1. The problem statement, all variables and given/known data

According to textbooks, the logarithmic p-series given by
[tex]\sum_{n=2}^n \frac{1}{n \ ln(n)^p } [\tex] and should converge when p>1 and diverge when [tex]p \leq 1 [\tex]

2. Relevant equations
Using MathCad (version 11 to 14), I find that the corresponding integral
[tex]int_{2}^{infty} \frac {1}{x \ {ln(x)}^p} dx [\tex] always converges. For instance, for p=0.6, I find that the integral becomes 49.916 (instead of diverging)

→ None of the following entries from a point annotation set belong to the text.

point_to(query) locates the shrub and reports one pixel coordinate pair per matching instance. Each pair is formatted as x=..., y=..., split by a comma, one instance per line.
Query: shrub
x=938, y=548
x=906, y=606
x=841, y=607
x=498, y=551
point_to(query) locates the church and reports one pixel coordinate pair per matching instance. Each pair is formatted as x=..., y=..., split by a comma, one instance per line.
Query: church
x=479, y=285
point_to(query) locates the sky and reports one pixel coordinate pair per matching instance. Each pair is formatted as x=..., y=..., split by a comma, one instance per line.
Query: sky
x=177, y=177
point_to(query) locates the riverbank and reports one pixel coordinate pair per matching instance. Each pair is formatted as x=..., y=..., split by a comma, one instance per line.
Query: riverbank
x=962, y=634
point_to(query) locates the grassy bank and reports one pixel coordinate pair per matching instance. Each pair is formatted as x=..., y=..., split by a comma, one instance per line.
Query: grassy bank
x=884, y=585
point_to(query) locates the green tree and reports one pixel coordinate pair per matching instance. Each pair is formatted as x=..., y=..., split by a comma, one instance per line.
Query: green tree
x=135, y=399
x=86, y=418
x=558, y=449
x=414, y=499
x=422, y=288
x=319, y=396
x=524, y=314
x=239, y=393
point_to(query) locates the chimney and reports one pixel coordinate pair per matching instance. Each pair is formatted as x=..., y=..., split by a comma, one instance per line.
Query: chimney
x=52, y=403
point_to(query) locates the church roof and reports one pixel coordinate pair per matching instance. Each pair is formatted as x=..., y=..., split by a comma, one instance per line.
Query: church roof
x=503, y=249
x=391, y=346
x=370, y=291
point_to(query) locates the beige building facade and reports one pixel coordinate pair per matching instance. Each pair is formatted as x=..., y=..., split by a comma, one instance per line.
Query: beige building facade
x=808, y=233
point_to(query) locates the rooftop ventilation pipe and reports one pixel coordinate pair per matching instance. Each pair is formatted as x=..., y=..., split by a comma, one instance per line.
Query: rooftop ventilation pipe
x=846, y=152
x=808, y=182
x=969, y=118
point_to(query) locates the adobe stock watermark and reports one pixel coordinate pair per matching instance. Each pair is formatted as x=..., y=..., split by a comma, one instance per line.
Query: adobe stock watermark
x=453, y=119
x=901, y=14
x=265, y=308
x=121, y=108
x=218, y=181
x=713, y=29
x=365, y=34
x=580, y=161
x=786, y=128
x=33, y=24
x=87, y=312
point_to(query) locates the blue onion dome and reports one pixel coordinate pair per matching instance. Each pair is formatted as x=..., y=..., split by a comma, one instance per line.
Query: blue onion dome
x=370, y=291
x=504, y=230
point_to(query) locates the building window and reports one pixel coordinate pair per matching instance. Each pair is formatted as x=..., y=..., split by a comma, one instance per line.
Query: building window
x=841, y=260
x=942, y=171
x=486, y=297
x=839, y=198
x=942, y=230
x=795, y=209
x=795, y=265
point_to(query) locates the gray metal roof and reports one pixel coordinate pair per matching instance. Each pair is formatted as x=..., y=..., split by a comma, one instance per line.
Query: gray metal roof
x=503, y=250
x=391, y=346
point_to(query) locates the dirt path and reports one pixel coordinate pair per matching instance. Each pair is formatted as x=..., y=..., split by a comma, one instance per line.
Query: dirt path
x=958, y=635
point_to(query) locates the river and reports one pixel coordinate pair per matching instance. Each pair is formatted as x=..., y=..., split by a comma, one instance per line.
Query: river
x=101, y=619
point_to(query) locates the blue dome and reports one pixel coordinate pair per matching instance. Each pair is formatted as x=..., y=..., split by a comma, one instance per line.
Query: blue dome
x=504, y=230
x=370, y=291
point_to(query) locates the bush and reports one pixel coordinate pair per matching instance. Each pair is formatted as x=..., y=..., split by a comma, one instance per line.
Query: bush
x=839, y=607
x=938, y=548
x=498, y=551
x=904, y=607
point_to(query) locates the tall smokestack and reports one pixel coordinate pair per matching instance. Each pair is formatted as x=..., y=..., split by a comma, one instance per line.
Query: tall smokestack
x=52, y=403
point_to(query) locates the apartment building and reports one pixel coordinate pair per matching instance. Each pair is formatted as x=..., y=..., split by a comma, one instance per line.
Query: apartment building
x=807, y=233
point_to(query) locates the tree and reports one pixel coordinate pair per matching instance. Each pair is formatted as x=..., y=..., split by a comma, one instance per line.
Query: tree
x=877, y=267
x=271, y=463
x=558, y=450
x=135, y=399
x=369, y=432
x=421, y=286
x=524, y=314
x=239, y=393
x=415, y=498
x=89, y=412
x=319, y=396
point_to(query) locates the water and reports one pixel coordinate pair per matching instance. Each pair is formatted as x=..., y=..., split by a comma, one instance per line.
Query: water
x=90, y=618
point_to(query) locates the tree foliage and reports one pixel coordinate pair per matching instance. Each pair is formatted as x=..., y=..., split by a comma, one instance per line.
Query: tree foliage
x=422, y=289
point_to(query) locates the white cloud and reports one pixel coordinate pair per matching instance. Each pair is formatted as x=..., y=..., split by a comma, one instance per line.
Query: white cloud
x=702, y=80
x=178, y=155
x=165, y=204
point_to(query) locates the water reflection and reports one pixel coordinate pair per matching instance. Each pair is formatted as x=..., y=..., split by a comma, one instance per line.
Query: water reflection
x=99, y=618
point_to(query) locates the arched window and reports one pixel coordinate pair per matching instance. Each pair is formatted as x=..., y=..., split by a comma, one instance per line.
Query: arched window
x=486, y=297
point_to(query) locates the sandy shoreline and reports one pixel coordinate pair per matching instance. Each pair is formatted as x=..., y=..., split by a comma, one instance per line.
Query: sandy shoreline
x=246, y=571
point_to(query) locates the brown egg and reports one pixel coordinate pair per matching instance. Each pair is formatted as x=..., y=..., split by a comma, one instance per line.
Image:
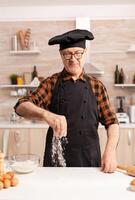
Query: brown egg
x=7, y=183
x=11, y=174
x=1, y=185
x=14, y=181
x=7, y=176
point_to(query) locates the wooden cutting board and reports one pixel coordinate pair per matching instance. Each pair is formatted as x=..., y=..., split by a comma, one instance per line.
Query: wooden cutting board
x=129, y=169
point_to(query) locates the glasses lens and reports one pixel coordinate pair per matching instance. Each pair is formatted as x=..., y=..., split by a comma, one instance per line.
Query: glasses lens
x=67, y=56
x=77, y=55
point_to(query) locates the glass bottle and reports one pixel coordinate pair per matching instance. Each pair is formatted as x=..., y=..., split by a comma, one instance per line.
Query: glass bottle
x=1, y=163
x=34, y=73
x=116, y=74
x=121, y=76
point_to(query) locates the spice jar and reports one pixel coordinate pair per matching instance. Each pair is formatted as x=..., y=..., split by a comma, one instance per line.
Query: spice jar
x=19, y=80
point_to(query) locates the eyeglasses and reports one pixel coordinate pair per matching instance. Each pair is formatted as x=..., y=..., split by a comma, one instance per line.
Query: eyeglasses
x=77, y=55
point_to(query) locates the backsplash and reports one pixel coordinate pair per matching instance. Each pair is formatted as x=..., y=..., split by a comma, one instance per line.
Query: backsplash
x=112, y=40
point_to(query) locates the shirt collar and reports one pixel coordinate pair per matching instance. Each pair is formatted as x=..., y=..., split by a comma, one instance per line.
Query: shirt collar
x=67, y=76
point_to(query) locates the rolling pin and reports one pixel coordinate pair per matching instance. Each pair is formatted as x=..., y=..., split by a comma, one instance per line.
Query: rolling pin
x=129, y=169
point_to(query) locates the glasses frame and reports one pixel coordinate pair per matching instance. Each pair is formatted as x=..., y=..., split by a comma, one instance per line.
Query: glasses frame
x=68, y=56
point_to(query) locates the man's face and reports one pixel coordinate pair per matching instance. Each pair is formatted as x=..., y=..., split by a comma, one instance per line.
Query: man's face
x=73, y=60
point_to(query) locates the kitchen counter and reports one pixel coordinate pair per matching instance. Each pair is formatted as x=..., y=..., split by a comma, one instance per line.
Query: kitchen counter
x=70, y=184
x=37, y=125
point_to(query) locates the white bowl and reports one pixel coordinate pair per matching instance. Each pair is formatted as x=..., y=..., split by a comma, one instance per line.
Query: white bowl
x=24, y=163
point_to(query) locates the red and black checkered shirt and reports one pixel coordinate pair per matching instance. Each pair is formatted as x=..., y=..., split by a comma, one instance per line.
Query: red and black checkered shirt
x=42, y=96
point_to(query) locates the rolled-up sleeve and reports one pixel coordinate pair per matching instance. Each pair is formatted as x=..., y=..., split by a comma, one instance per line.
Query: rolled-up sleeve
x=106, y=114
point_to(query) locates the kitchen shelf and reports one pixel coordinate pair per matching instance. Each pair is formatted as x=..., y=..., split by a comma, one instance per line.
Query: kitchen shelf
x=131, y=51
x=17, y=86
x=125, y=85
x=25, y=52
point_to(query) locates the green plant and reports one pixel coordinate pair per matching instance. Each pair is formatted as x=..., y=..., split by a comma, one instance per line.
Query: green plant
x=13, y=78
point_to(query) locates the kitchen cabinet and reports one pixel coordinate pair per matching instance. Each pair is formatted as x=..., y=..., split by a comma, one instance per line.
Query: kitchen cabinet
x=24, y=52
x=126, y=146
x=18, y=138
x=131, y=85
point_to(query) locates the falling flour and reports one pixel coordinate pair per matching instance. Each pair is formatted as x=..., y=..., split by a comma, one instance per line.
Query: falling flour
x=58, y=146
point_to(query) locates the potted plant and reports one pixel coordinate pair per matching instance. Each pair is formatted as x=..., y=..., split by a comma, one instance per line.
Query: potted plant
x=13, y=78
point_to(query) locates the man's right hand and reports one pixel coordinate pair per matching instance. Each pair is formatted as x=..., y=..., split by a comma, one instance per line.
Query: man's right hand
x=58, y=123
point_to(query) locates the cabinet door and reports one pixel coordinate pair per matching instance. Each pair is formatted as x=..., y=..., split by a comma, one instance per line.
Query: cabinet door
x=37, y=142
x=126, y=147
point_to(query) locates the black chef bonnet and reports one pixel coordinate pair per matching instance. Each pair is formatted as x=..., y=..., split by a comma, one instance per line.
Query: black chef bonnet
x=73, y=38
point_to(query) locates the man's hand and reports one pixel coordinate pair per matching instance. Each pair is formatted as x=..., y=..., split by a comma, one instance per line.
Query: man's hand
x=58, y=124
x=108, y=162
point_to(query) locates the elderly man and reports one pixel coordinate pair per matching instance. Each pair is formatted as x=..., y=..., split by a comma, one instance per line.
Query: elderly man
x=73, y=103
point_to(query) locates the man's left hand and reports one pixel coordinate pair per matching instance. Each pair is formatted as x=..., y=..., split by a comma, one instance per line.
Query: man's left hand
x=108, y=162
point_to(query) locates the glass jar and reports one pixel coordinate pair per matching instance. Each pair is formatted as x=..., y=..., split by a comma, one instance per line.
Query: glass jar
x=19, y=80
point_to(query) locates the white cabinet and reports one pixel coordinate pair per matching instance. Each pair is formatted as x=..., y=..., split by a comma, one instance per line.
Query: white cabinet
x=126, y=146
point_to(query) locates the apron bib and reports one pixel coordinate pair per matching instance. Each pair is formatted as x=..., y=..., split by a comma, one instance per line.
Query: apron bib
x=75, y=100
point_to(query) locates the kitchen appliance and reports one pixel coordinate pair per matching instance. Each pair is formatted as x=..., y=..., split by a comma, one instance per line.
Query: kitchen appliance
x=122, y=117
x=121, y=114
x=132, y=113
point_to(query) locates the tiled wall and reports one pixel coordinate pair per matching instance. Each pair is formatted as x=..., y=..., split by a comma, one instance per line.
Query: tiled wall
x=112, y=39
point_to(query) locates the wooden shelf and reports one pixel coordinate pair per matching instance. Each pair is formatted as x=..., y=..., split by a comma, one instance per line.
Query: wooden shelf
x=125, y=85
x=25, y=52
x=17, y=86
x=131, y=51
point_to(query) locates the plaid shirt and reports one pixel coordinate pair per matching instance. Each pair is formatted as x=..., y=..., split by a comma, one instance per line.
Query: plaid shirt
x=42, y=96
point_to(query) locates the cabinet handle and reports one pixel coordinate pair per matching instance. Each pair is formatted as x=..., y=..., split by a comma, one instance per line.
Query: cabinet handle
x=129, y=138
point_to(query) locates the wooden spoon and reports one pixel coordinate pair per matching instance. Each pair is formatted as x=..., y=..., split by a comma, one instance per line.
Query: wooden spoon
x=129, y=169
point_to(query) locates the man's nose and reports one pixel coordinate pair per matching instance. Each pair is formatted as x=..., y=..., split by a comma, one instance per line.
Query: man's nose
x=73, y=57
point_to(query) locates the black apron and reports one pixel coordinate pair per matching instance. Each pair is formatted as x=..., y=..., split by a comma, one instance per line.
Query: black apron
x=76, y=101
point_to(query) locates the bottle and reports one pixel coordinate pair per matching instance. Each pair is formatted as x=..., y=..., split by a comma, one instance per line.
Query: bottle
x=116, y=74
x=34, y=73
x=121, y=76
x=1, y=163
x=134, y=79
x=14, y=43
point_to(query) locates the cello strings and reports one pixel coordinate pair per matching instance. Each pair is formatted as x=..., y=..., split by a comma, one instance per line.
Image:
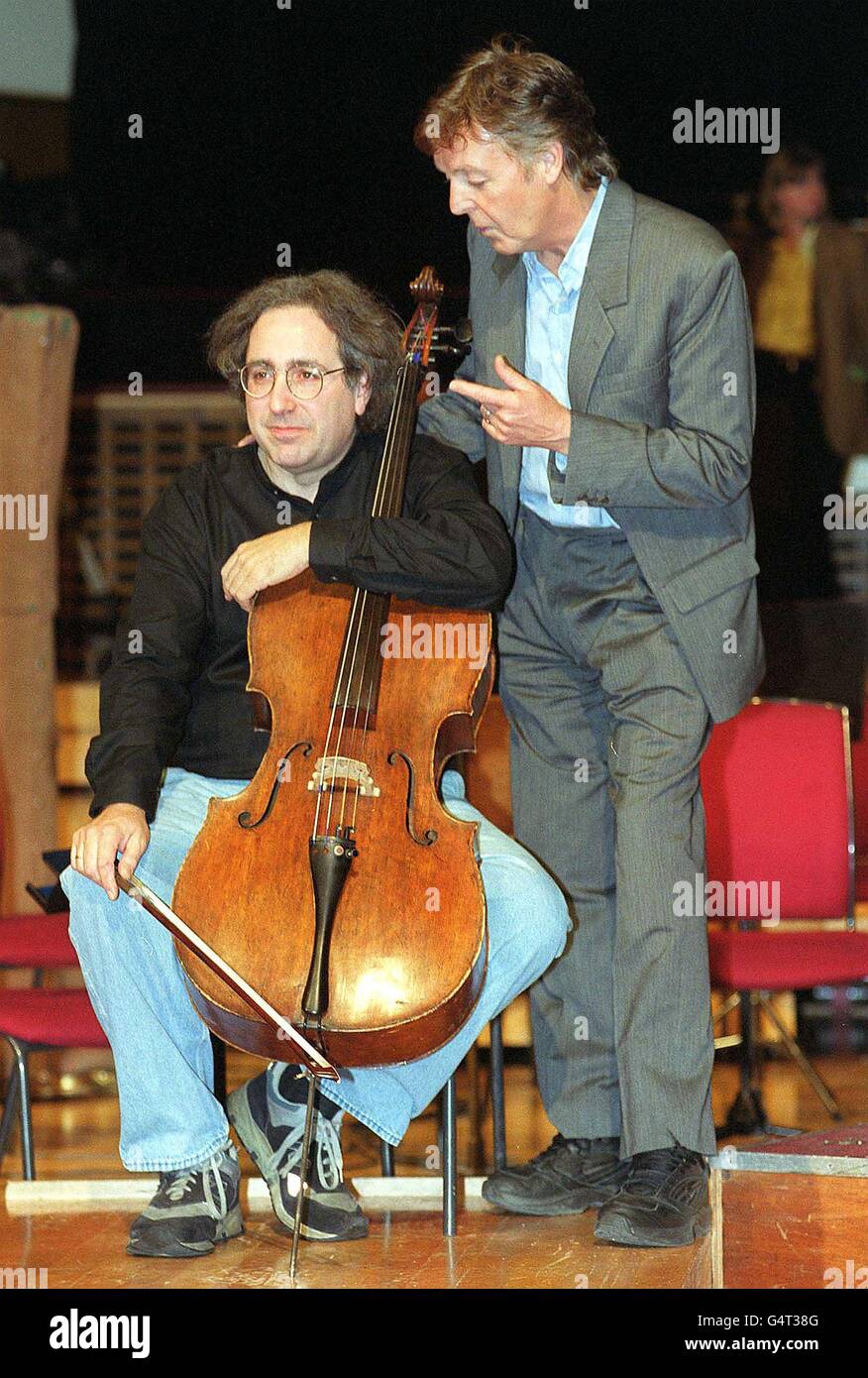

3. The attempt at a solution

I have never before encountered a problem with MathCad, so this discrepancy is really surprising. I'm just curious about reactions or observations of similar problems with MathCad.

2. Dec 5, 2007

### Gib Z

I don't use MatCad, however the numerical answer you provide me implies that MathCad integrates numerically (as opposed to symbolically, like Mathematicia). It may happen that MathCad is using a numerical integration technique that isn't effective over infinite regions of integration.

Perhaps we could try an experiment? On MathCad, please integrate 1/x between 1 and infinity, I wouldn't be overly surprised if it gave some finite answer. Both integrands in question, 1/x and the p integral, may appear to have a finite integral, they do have some properties required, such as terms approaching zero.

To see why your corresponding integral actually doesn't always converge, use the fundamental theorem of calculus after a substitution.

3. Dec 6, 2007

### notknowing

Hi, thanks for the reply. I tried the integral you mentioned but this resulted in no answer (not convergent).

4. Dec 7, 2007

### Gib Z

Why does showing that it is not convergent mean there is no answer?